One of the biggest mistakes of people living with depression is thinking that if they go to sleep; things will be better when they wake up. It may be true for certain conditions,  but for the case of depression, it is a big NO. The only way to fight depression is to find the root cause and change the situation you are in.  For example, if you find out your depression is caused mainly by your working place,  you have to change it immediately according to Associate Professor Dr. Ng.

 

Finally, if you know anyone who is facing depression, please avoid giving advice but instead just listen and you will know better about the situation they are in.  Dr. Hazli said that most of us tend to give advice such as “You should eat better” or “You should go out for a walk” but that would actually build a wall between you and the person who is facing depression as he/she would feel you not only do not understand but actually not listening. We should all remember, people who are facing depression could find themselves very weak and not having the appetite to eat.  Therefore, instead of asking them to do something, we should just listen.  Everyone is actually at risk of having a mental health problem. Things should never be taken lightly when there is someone that needs help.

 

Among the most common mental illnesses in Malaysia include depression, anxiety, bipolar disorder and schizophrenia.

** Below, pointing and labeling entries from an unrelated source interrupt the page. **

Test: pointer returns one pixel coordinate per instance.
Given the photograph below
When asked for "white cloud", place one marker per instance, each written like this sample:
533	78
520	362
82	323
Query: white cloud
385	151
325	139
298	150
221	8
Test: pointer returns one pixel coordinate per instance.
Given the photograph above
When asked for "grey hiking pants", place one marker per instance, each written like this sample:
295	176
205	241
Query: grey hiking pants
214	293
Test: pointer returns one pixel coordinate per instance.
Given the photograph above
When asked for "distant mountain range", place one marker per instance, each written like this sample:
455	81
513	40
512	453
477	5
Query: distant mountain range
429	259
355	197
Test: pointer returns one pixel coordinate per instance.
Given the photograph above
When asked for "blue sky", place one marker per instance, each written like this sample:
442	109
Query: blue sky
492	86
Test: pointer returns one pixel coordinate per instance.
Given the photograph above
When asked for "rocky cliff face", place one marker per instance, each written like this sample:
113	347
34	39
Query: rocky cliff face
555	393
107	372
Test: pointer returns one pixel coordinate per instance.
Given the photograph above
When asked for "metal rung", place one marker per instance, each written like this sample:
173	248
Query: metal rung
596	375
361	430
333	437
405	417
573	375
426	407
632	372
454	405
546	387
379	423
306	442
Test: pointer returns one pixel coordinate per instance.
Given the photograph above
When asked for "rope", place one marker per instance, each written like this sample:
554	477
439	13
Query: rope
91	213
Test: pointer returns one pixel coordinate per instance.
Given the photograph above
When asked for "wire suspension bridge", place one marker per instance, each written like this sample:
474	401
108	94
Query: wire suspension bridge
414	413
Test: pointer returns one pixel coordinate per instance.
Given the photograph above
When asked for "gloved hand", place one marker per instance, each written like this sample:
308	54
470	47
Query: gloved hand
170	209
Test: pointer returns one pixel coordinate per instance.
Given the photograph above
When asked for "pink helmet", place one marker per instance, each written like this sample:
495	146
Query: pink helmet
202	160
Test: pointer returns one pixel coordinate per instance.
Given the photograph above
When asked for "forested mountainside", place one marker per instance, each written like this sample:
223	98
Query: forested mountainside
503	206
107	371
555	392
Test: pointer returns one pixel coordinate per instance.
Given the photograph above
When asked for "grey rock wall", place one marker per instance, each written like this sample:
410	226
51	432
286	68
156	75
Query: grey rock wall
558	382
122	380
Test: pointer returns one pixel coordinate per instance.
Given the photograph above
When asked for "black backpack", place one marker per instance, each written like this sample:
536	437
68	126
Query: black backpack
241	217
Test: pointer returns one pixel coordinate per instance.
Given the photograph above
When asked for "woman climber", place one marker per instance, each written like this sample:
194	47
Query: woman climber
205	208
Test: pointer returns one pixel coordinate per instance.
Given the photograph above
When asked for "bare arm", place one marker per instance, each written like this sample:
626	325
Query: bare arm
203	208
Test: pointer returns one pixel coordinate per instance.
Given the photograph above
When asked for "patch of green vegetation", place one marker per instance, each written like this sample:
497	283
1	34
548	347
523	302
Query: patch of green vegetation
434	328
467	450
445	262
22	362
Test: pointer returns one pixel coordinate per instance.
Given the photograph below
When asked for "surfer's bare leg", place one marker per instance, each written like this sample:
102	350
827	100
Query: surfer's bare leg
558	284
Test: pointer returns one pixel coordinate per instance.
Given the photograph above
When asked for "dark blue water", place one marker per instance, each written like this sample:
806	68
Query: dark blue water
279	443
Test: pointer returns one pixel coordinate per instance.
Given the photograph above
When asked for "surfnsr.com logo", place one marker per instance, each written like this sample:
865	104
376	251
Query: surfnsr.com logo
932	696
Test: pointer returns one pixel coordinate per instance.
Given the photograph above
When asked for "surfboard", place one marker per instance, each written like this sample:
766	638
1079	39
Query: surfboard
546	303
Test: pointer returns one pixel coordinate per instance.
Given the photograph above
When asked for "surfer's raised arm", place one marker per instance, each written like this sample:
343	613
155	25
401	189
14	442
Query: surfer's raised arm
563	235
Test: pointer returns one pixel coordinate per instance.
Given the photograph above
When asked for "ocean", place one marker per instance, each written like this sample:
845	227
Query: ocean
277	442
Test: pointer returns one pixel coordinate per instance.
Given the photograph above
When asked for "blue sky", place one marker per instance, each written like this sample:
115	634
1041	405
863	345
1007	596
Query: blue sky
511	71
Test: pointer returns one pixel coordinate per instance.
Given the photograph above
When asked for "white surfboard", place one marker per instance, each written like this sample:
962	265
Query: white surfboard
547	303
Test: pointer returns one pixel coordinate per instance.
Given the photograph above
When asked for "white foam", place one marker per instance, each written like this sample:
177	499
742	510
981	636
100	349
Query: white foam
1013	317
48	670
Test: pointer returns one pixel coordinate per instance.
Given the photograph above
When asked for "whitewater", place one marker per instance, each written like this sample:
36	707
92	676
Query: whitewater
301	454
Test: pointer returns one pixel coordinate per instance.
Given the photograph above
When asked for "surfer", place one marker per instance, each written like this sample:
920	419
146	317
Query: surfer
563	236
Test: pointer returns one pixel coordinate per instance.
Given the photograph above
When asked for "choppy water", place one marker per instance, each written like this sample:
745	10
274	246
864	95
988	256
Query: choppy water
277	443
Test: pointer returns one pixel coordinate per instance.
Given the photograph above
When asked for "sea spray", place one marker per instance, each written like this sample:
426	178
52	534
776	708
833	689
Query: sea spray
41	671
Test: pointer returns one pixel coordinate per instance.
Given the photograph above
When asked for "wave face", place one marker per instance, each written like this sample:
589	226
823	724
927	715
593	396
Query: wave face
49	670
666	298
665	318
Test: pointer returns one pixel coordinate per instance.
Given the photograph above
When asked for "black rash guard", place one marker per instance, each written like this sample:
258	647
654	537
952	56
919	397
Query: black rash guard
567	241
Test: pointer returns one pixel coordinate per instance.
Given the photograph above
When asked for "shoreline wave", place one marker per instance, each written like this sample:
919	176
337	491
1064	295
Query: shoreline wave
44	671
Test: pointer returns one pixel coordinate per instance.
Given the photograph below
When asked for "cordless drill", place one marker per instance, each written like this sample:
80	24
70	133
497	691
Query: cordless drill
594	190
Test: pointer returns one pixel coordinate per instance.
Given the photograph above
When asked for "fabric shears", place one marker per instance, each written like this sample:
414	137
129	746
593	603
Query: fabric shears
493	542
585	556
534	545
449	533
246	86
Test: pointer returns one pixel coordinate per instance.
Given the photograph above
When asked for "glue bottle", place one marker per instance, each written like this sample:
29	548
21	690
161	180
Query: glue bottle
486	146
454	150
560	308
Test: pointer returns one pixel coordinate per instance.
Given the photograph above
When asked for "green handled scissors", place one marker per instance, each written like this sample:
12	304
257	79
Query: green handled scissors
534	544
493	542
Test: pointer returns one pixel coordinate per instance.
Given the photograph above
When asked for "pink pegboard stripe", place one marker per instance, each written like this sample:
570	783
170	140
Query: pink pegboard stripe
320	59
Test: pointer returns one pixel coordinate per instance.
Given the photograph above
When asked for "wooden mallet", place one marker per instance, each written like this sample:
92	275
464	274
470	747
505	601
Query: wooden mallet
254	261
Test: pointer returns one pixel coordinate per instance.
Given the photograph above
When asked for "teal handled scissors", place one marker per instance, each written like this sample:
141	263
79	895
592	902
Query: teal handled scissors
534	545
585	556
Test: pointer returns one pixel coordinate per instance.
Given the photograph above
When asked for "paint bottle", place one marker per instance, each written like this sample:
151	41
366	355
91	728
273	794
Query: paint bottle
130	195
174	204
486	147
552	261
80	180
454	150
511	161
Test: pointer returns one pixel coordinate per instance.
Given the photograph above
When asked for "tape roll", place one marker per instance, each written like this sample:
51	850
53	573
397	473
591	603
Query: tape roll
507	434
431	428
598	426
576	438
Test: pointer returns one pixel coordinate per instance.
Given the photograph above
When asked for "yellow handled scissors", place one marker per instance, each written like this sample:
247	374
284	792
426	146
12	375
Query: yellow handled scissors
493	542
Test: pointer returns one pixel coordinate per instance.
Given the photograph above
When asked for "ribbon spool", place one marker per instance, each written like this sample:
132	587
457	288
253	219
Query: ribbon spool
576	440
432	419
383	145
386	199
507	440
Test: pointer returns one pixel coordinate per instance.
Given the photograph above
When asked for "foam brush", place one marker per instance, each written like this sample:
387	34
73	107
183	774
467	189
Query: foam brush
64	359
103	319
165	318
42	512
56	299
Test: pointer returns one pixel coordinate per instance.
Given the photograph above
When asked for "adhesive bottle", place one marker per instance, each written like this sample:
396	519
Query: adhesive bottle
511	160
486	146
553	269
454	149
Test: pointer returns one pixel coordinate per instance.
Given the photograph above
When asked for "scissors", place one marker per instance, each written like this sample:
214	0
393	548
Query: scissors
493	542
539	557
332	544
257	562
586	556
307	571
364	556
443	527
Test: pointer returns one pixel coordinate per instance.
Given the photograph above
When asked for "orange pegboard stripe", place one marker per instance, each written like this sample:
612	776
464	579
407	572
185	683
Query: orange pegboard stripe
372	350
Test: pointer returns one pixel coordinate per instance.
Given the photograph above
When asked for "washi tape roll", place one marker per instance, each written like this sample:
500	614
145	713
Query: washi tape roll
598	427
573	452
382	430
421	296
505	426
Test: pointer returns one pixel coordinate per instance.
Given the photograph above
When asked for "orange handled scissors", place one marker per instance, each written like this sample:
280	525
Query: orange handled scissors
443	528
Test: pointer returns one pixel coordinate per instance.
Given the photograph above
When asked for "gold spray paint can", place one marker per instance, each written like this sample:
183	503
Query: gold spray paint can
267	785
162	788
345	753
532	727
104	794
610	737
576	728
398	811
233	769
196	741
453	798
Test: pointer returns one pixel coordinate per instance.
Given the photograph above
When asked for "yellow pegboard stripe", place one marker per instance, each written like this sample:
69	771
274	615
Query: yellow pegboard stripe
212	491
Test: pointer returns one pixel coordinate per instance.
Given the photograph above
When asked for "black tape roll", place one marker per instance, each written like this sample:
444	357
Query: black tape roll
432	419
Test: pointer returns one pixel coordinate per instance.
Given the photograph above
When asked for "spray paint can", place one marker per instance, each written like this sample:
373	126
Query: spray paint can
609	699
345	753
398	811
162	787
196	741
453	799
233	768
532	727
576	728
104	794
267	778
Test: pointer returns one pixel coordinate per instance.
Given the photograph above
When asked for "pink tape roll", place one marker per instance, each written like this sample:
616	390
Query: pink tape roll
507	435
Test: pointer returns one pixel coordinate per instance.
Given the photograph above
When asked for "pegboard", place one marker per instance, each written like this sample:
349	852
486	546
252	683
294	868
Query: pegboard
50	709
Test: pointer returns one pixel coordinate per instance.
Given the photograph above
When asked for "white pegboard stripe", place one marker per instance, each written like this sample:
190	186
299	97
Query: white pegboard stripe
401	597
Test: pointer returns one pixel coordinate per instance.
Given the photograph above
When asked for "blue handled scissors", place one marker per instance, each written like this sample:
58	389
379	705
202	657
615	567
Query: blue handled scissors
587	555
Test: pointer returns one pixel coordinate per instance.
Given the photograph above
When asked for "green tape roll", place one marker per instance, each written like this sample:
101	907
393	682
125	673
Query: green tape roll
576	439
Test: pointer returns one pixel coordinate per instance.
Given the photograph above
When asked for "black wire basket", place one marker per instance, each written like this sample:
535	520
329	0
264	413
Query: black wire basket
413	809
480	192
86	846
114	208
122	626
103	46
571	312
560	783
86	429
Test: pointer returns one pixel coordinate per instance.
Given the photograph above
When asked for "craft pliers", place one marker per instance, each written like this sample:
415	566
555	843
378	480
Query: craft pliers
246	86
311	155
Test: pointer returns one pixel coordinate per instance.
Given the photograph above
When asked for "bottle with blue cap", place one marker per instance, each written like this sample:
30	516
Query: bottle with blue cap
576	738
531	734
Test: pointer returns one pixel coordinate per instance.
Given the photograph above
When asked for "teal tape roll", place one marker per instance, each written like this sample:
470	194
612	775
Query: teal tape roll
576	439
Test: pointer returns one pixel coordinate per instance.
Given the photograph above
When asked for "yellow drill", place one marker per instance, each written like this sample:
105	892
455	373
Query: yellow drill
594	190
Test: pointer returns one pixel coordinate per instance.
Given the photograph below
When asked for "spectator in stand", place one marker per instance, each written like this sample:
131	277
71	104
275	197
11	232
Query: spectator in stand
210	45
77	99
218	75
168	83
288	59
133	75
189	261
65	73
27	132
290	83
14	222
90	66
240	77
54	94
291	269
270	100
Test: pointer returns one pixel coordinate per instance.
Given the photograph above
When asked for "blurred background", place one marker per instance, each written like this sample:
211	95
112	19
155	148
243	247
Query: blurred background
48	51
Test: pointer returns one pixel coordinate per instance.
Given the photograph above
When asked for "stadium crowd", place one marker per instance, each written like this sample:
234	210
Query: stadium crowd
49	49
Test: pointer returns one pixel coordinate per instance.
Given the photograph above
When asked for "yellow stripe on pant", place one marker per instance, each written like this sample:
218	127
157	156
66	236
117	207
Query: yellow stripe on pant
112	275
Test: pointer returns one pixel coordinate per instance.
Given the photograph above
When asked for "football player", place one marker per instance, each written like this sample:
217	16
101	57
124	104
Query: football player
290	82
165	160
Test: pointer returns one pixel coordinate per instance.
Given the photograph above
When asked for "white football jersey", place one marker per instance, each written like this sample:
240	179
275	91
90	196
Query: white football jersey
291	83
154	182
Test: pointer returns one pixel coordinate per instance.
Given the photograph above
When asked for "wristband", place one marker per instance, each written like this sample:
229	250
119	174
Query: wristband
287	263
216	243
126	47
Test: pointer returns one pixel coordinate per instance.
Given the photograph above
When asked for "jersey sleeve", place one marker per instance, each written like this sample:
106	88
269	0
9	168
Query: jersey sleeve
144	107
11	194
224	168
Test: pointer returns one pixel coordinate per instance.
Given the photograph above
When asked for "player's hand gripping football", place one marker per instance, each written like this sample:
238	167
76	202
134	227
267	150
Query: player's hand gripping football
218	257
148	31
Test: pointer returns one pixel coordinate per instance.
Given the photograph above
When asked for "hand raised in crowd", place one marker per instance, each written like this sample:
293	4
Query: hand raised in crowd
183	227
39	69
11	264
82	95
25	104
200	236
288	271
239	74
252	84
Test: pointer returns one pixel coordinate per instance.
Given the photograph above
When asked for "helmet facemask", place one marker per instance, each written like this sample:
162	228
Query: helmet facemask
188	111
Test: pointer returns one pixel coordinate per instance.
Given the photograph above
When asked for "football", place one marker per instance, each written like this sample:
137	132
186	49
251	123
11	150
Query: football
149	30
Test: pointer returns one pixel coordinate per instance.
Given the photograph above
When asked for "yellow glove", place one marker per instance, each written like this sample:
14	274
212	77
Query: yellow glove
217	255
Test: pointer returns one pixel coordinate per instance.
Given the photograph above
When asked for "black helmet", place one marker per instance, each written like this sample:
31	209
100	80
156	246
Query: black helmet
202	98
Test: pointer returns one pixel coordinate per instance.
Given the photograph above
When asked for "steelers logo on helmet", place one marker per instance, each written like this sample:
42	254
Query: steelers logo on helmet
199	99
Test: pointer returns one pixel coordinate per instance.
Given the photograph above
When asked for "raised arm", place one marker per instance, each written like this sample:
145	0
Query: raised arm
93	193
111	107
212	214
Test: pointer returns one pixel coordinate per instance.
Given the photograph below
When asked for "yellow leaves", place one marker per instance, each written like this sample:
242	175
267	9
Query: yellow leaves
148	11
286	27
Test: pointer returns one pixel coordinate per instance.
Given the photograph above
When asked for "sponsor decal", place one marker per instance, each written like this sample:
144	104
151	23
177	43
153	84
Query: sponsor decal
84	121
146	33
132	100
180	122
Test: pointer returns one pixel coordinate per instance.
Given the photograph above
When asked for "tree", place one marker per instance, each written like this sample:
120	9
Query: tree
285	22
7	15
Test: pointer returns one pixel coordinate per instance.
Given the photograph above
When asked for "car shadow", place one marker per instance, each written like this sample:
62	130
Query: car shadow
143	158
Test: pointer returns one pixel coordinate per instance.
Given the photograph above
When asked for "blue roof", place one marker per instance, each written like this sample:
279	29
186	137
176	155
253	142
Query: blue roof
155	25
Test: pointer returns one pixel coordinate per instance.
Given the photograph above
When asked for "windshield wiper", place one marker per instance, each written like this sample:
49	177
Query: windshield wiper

Sadly, there is still a strong social stigma associated with mental illness from a cultural stand-point shaped by superstitious belief and misconception. Mental Illness affects people from all walks of life, regardless of age, gender, economic status, or ethnicity.

 

The other attractions of the event apart from the launch included the Doctor and Patient Forum: Living with Depression/Anxiety: A misunderstood and Stigmatized Illness, a sketch – “Cupcakes – De-stigmatizing mental illness” and also the Mental Health Awareness Showcase.

 

After the official launch of the  ‘Moodigo’ app, a media Q&A session was opened to everyone in attendance while the showcase and the booth for Mental Health Awareness campaign was opened to the public till late evening.